Title: Goodwillie Calculus: Characterization of polynomial functors

The calculus of functors can be seen as the categorification of the calculus of Newton and Leibniz. Namely, this consists of approximating a functor F:C -----> D with a sequence {PnF: C-------> D}n of "polynomial functors". As for Taylor series, PnF is expressed in terms of some "derivatives" d1F, ..., dnF.
Classically, Goodwillie and others have developed the theory when C and D are each either the category of topological spaces and the category of spectra. In this talk, I will extend this construction to the category of chain complexes and the category of differential graded Lie algebras (or more generally algebras over an arbitrary operad). I will then give a more explicit description of PnF.


Fathi Ben Aribi (UCLouvain), Oct 11

Title: The Teichmüller TQFT volume conjecture for twist knots

(joint work with E. Piguet-Nakazawa)

In 2014, Andersen and Kashaev defined an infinite-dimensional TQFT from quantum Teichmüller theory. This Teichmüller TQFT yields an invariant of triangulated 3-manifolds, in particular knot complements.

The associated volume conjecture states that the Teichmüller TQFT of an hyperbolic knot complement contains the volume of the knot as a certain asymptotical coefficient, and Andersen-Kashaev proved this conjecture for the first two hyperbolic knots.

In this talk I will present the construction of the Teichmüller TQFT and how we approached this volume conjecture for the infinite family of twist knots, by constructing new geometric triangulations of the knot complements.

In the first part I will introduce the main objects and state our results, and I will explain their proofs in more detail in the second part.

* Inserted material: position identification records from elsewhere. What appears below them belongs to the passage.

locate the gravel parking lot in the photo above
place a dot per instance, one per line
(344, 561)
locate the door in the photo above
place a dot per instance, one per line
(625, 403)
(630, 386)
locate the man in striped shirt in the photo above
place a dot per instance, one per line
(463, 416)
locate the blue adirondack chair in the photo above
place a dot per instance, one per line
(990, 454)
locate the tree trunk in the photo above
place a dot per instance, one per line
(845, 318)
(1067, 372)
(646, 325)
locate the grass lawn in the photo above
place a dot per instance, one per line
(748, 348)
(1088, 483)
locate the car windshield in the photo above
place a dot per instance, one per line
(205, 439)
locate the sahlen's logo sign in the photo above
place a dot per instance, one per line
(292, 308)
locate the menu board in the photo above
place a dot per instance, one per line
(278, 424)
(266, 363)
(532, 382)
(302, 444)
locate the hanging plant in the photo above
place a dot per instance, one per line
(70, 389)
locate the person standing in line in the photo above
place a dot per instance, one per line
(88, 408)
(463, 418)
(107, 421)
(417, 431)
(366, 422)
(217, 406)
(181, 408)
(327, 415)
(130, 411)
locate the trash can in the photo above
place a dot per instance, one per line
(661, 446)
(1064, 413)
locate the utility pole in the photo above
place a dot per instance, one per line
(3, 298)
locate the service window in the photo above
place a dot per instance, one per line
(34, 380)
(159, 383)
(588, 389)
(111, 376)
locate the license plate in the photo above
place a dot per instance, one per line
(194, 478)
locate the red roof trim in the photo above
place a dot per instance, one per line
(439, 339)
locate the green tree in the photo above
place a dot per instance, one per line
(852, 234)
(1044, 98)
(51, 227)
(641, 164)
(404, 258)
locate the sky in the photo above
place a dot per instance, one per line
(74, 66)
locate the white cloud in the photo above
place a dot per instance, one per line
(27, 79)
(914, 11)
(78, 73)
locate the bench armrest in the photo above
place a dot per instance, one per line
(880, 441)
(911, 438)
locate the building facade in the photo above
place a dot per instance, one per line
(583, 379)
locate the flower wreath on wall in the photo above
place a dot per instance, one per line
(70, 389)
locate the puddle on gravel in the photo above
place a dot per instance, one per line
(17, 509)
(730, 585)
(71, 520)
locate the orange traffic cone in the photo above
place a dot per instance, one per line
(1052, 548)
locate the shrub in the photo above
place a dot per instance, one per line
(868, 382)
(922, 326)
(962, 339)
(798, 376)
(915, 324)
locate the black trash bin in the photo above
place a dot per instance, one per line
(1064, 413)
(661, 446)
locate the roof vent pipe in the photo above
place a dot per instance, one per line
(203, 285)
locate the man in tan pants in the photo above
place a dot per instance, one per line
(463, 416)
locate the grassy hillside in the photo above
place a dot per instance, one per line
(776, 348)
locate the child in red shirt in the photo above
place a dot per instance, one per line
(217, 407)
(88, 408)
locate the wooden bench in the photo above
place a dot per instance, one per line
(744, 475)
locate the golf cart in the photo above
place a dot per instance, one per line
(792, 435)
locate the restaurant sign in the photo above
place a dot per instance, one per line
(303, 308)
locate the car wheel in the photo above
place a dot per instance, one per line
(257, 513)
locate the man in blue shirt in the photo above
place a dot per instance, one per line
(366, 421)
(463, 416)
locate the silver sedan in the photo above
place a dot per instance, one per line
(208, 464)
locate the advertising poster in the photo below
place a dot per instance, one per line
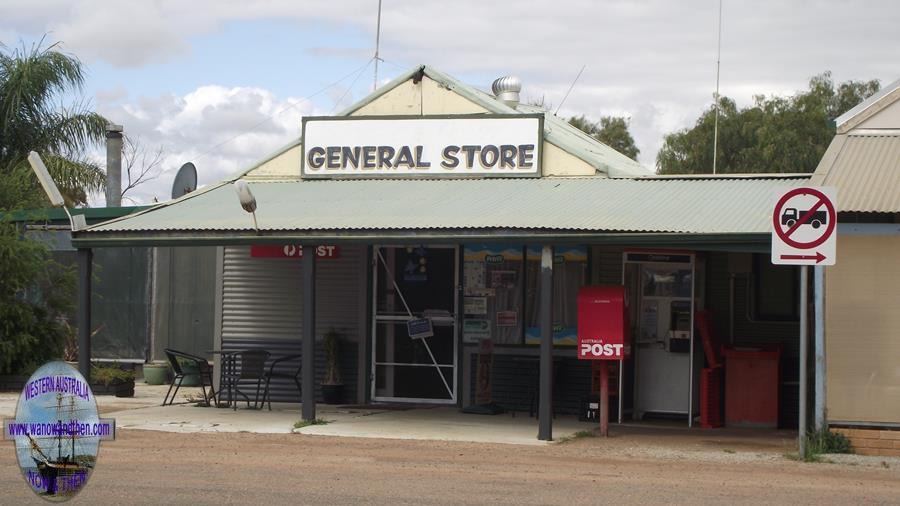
(507, 318)
(476, 330)
(475, 305)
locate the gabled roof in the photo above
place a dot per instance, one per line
(865, 169)
(456, 209)
(868, 107)
(557, 131)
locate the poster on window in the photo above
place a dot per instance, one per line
(475, 305)
(507, 318)
(504, 279)
(474, 330)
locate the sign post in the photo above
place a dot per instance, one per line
(804, 221)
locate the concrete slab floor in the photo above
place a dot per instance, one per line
(143, 411)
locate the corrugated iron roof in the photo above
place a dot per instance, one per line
(867, 107)
(557, 131)
(692, 206)
(865, 168)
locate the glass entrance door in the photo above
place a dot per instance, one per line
(414, 283)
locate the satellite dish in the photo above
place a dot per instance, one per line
(185, 180)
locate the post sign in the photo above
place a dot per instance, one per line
(804, 222)
(602, 316)
(415, 146)
(292, 251)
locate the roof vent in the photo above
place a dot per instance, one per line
(507, 89)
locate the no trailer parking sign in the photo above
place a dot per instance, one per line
(804, 225)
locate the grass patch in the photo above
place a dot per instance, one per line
(578, 435)
(306, 423)
(822, 442)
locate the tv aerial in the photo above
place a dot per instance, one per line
(185, 180)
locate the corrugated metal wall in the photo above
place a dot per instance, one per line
(262, 308)
(514, 382)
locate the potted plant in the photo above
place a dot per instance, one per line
(112, 380)
(332, 385)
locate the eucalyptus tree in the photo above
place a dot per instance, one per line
(773, 134)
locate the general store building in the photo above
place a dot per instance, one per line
(494, 254)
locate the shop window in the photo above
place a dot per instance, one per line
(492, 293)
(569, 274)
(775, 290)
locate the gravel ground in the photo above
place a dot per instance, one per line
(147, 467)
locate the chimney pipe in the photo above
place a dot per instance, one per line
(113, 165)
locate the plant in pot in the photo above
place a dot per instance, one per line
(332, 385)
(112, 380)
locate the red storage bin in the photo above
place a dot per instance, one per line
(751, 387)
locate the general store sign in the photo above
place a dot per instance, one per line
(417, 146)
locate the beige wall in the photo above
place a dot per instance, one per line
(889, 117)
(285, 165)
(862, 330)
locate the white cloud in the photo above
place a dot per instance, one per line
(654, 60)
(222, 130)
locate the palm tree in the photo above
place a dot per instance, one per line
(34, 84)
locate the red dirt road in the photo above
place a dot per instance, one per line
(145, 467)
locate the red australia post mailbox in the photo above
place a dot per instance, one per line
(602, 323)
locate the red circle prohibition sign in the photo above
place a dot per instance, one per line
(785, 235)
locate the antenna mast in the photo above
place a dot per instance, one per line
(718, 66)
(377, 43)
(570, 89)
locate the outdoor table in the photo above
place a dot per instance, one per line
(225, 363)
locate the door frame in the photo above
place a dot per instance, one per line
(376, 318)
(693, 299)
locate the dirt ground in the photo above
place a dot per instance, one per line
(147, 467)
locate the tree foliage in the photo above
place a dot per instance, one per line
(611, 130)
(34, 116)
(774, 134)
(35, 291)
(34, 294)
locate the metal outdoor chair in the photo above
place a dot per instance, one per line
(177, 359)
(241, 366)
(291, 373)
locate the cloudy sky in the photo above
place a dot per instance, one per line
(222, 83)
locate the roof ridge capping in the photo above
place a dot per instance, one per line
(868, 107)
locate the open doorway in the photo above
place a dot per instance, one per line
(415, 282)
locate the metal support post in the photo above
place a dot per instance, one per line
(309, 332)
(545, 406)
(85, 270)
(804, 280)
(604, 398)
(819, 311)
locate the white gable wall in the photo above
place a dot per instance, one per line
(426, 98)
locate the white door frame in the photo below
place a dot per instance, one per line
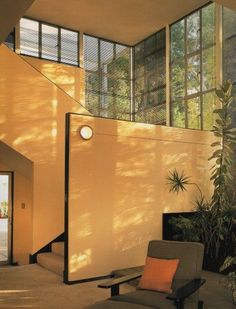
(10, 214)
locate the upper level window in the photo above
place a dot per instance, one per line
(192, 70)
(150, 79)
(49, 42)
(10, 40)
(107, 78)
(29, 37)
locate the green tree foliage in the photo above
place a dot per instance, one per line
(212, 221)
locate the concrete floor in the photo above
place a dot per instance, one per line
(34, 287)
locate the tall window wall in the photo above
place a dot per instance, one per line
(124, 82)
(107, 78)
(150, 79)
(192, 70)
(229, 48)
(49, 42)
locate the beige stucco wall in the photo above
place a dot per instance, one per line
(32, 122)
(69, 78)
(118, 189)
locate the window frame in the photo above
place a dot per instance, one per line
(200, 94)
(59, 28)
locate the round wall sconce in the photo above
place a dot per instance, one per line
(86, 132)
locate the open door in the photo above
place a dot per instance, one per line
(6, 228)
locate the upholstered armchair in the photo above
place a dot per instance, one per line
(184, 287)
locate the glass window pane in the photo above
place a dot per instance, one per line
(29, 37)
(153, 114)
(209, 105)
(193, 32)
(10, 40)
(229, 59)
(49, 42)
(69, 47)
(208, 25)
(178, 113)
(90, 53)
(208, 68)
(194, 114)
(107, 54)
(193, 75)
(92, 102)
(177, 41)
(177, 80)
(92, 81)
(139, 86)
(150, 45)
(229, 22)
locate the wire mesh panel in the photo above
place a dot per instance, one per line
(192, 70)
(150, 79)
(29, 37)
(69, 47)
(107, 78)
(49, 42)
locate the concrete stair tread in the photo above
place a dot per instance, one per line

No prerequisites in Quantum Topology are needed.

Abstracts 2018/19

Najib Idrissi, Université Paris Diderot, Jul 04

Title: Homologie de factorisation et espaces de configuration

L'homologie de factorisation est une théorie homologique pour les variétés structurées (orientées, parallélisées...) qui trouve ses origines dans les théories topologique et conformes des champs (Beilinson–Drinfeld, Salvatore, Lurie, Ayala–Francis, Costello–Gwilliam...). Après l'avoir définie et donné une idée de ses propriétés, j'expliquerai comment on peut la calculer sur ℝ grâce au modèle de Lambrechts--Stanley des espaces de configuration et/ou grâce à des complexes de graphes dans le cas des variétés fermées parallélisées, des variétés fermées orientées, et des variétés à bord parallélisées. [En partie en collaboration avec R. Campos, J. Ducoulombier, P. Lambrechts, T. Willwacher]


Cristina Ana-Maria Palmer-Anghel, Univesrity of Oxford, Mar 20

title: Topological models for Uq(sl2)-quantum invariants

The theory of quantum invariants for knots started with the Jones polynomial. After that, Reshetikhin and Turaev introduced an algebraic method which having as input a quantum group, leads to a link invariant. The representation theory of Uq(sl(2)) at generic q leads through this method to a family of link invariants {JN(L, q)}_{N∈\mathbb{N}} called coloured Jones polynomials. The first term of this sequence is the original Jones polynomial. On the other hand, the quantum group Uq(sl(2)) at roots of unity leads to a sequence of invariants, called coloured Alexander polynomials, having the original Alexander invariant as the first term. On the topological side, R. Lawrence introduced a sequence of braid group representations based on the homology of coverings of configurations spaces and using these, Bigelow and Lawrence gave a homological model for the original Jones polynomial. We present a topological model for all coloured Jones polynomials, showing that they can be described as graded intersection pairings between two homology classesin a covering of the configuration space in the punctured disc. If time permits, we will show some directions towards a topological description for Uq(sl(2)) quantum invariants at roots of unity.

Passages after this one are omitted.